Halfway into downward dog, I froze in an awkward lunge-meets-‘80s-aerobics position and stared at the bright and boisterous face of a dolphin. In a state of complete calm, we lingered on each other’s eyes. Willow, my yoga among the dolphins instructor, looked up with a half-smile and said, “dolphins dig yoga,” as I relished in my only-in-Vegas moment.
Once a gambling-centric empire beckoning high rollers from around the globe, Vegas is undergoing a personality evolution at the intersection of lifestyle and luxury. While “whales”—a gambling term for big spenders—still go to make a splash, the tides are shifting from roulette to relaxation, slots to shows, and craps to culture (and in case you pine for roll-the-dice Vegas, that’s all still there, too).
This lifestyle revolution has made me a Vegas enthusiast; a position I proudly have curated outside the casino in a jackpot mingling romance, spa, bachelorette party, and food-focused visits over the past few years. A recent jaunt, in late 2013, saw my husband and me on a jet, bound for this non-gaming version of Vegas. First stop: a trip down Vegas’ neon-lit memory lane.
Open to the public in October 2012, the Neon Museum is, quite literally, an electric boneyard humming a ballad to days gone by. Housing iconic neon artifacts such as Binion’s Horseshoe—the first casino to put a seat in front of the slot—to the Stardust Resort and Casino sign, which grew taller and taller with starbursts in an effort not to be outdone, the open-air museum offers a cultural and colorful lens into Sin City’s transformation. If you’re into vintage, it’s an all-aces experience.
Precisely at check-in o’clock, our museum tour came to and end and we hightailed it to the object of my hotel desire: the Mandarin Oriental, Las Vegas. A major Mandarin fan since I visited the spa on a girls trip, I told my husband two nights at the non-gaming retreat were non-negotiable. The minute he reached the 23rd-floor Sky Lobby, he was all in.

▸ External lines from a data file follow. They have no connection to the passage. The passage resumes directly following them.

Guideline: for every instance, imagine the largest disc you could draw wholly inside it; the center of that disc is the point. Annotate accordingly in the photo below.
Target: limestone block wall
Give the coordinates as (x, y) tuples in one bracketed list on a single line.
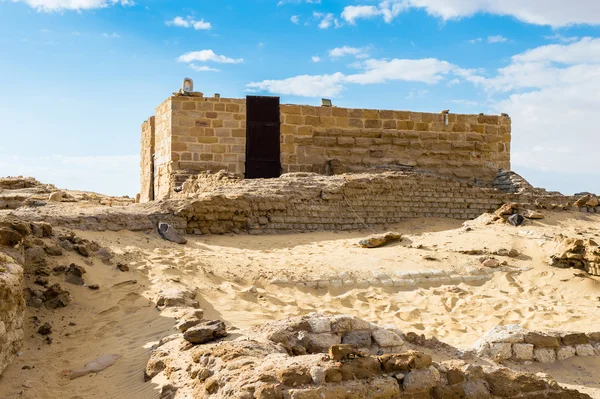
[(195, 133), (513, 342), (468, 146), (208, 134), (344, 202), (12, 309), (148, 130), (163, 140)]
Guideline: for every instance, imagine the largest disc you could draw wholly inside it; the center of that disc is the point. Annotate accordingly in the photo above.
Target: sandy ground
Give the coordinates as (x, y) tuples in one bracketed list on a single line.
[(120, 319)]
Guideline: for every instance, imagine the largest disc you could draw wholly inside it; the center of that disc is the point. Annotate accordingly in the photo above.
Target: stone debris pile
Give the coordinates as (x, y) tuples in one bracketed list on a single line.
[(332, 357), (512, 342), (578, 253)]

Seeking an in-the-middle-of-it-all spot steeped in calm, we relaxed every time we stepped inside. In a nod to Vegas’ lifestyle visitor, rooms beg you to stay awhile with touches such as vases of fresh-cut flowers, a walk-in closet, and bath towels as thick as fur pelts. And don’t even get me started on the included exercise classes, complimentary in-style transfers in a Mercedes S550, or the zen pool scene with lounge chairs padded with mattress-thick cushions (pictured at the top).

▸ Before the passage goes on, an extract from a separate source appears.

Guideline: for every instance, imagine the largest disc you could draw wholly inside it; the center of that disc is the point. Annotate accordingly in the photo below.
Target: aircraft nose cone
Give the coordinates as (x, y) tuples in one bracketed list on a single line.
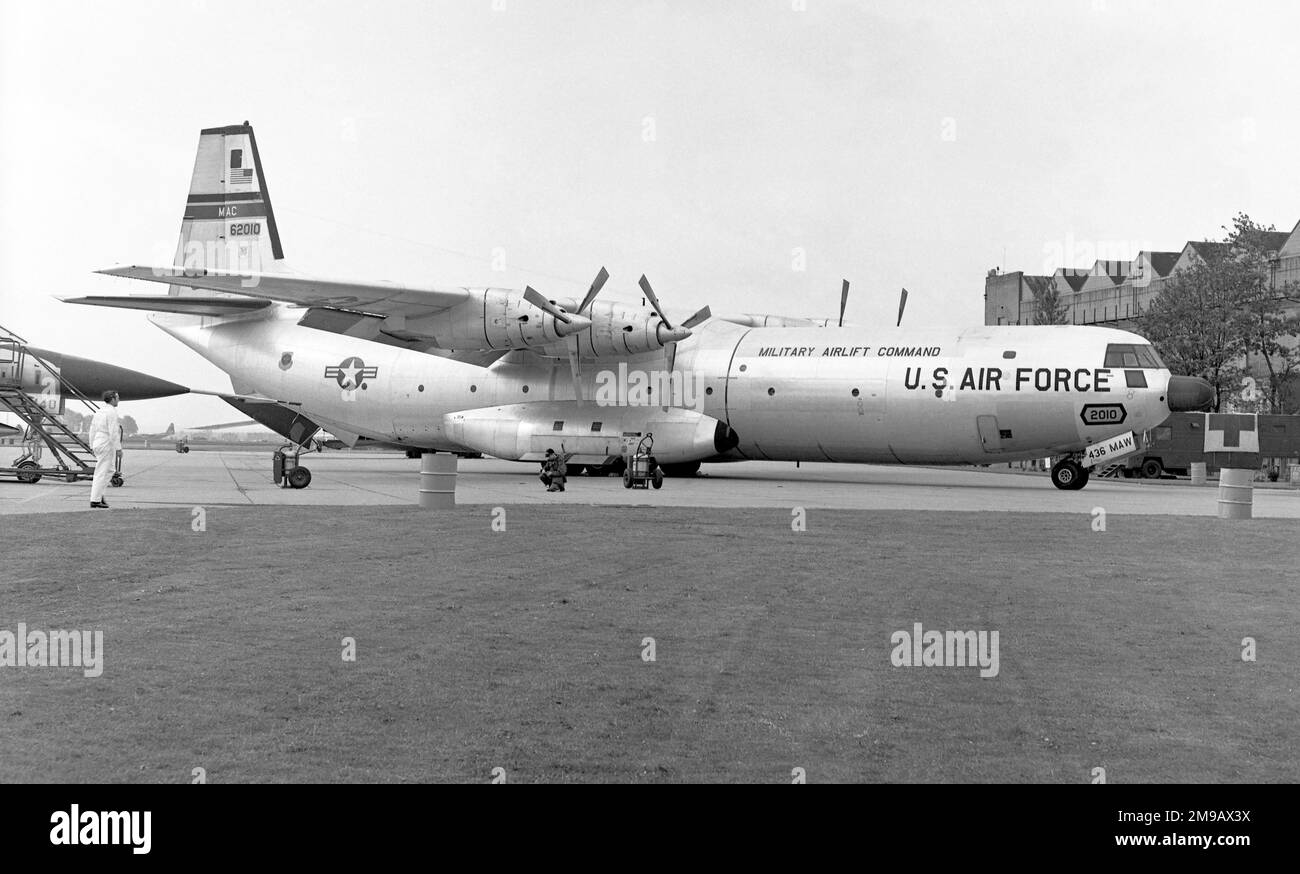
[(95, 377), (671, 334), (573, 325), (1188, 394)]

Viewfinder Tip: Make restaurant and show ticket reservations immediately after you book your trip. On busy weekends, the best seats in the house(s) fill up quickly.
As lovers of the high-roller life minus the dice and dealers, we spent our evenings indulging in fine fare, and awestruck by Cirque du Soleil’s feats of acrobatic nirvana. Along with shows, spas, and shopping, Vegas’ fine dining scene has grown 100-fold during the lifestyle revolution, luring chefs like Costas Spiliadis, Julian Serrano, and Jean Georges Vongerichten. Having dined at all these namesake restaurants and many more, one of my most memorable meals was at Jean Georges Steakhouse in the ARIA Resort & Casino at CityCenter.

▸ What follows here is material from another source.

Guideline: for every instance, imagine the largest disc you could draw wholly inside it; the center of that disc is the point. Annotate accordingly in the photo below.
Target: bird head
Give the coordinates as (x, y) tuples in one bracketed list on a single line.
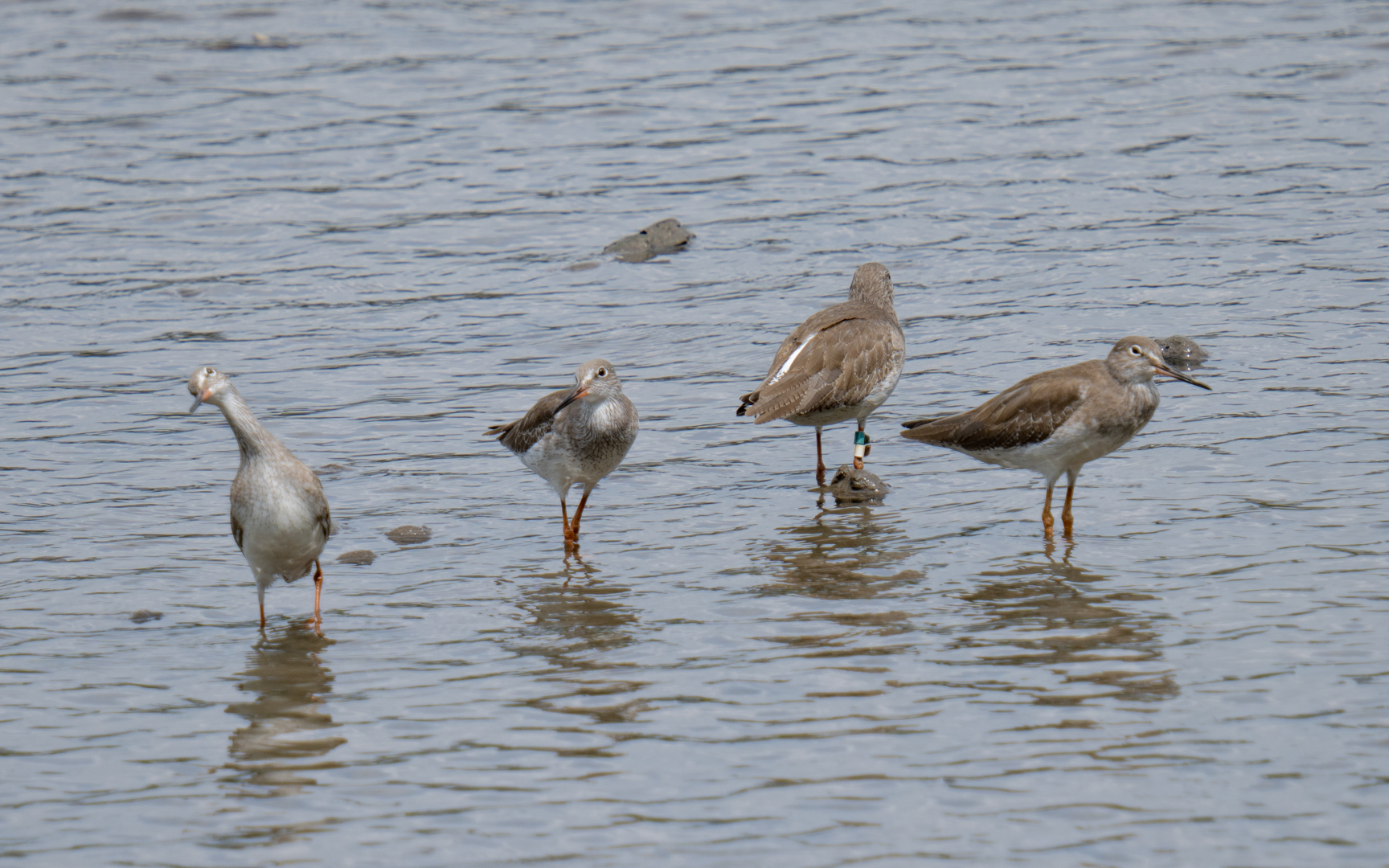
[(207, 387), (593, 383), (1138, 360)]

Under the canopy of a cowhide chandelier and the shadow of a 750-label wine wall, we started with cocktails and browsed the photo-forward iPad menu as if it was Bon Appetit Magazine. To ensure a personal touch, servers take your order. Once we learned ours was well-trained in the art of suggestion, we consulted him on what wine pairings should go with my slowly cooked salmon with truffle potato puree and my husband’s Australian Wagyu beef—the only region with a cut tender enough for Executive Chef Robert Moore’s open-flame grill. Three hours and multiple courses later, we realized we had very little time to get to O, our Cirque show, concluding that an evening with Jean Georges and his beef is an event unto itself.
Taking a quick self-timer photo before going into Jean Georges Steakhouse
Running on adrenalin, protein, and wine, we felt it would be almost offensive to Vegas’ late-night lights to turn in. In the mood for chic finish to an outstanding evening (where else in the world can you eat in a celebrity chef’s restaurant and attend a circus with aqua-bats?), we stopped by Restaurant Guy Savoy’s swish Cognac Lounge for a tipple.
Then, serendipity unfolded. Settling into the slate-colored couch opposite the intimate bar, I looked up and noticed the world-renowned, three-star Michelin Chef sitting three feet away. The writer and foodie in me wanted to waltz up and say, “bonjour,” but something told me to keep cool and follow his lead in a discreet I’ll-have-what-he’s-having type of way.
For the sake of a storied tale, I’d love to tell you I consumed cognac with Guy Savoy until 7 a.m. the next morning. Although anything is possible in Vegas, this was only our first night out, so we left a few chips on the table for future fortunes.
Where are your Vegas must-dos outside the casino?